Kokoro's 5-minute path is short, as below: dependency, install, synthesize, and the first wav comes out in three steps.
Where do beginners get stuck?#
Three things: license, Korean, and the first run.
- License: XTTS is non-commercial (CPML), while Chatterbox, Kokoro, and Piper are commercial-OK. If you will sell it, check the license first.
- Korean: Piper has no official Korean, so use Kokoro or Chatterbox.
- First run and benchmarks: the first run is slow due to model download, so measure from the second, and "beats ElevenLabs"-style scores are usually vendor-run benchmarks, so measure on your own text.
How do you do it in 5 minutes?#
Start with the easiest path, and you can synthesize your first voice within five minutes.
- For just-fast,
pip installKokoro and synthesize one sentence to feel the RTF (CPU is fine). - If you need your own voice, use Chatterbox (a Python 3.11 venv) with a 5-second reference.

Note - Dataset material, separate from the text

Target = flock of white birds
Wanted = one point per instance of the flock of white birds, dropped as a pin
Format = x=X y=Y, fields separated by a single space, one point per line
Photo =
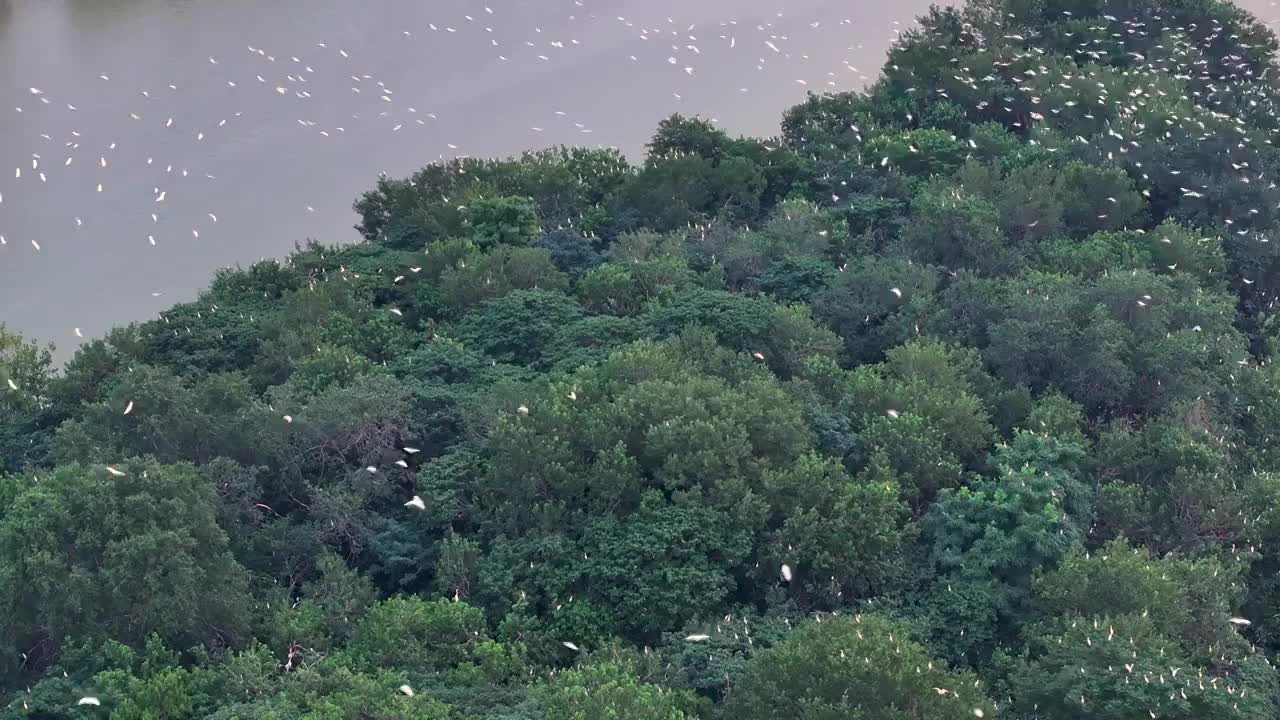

Outputs are watermarked.
- Do not clone anyone's voice without consent. For commercial use, check the license first (especially XTTS).
Reference links
- Kokoro (ultralight 82M TTS)
- Piper (embedded TTS)
- Chatterbox (cloning, MIT)
- Coqui TTS / XTTS v2
- Kokoro-FastAPI (no-code API)
Note: RTF, speed, and license details are public 2026 materials and measurements and vary by model, version, hardware, and language (published RTF is often an estimate, and "beats competitor" claims are usually self-run benchmarks). Measure exact speed and quality on your own text. Honor consent, license, and local regulation for cloning, and since models update often, this is reviewed quarterly.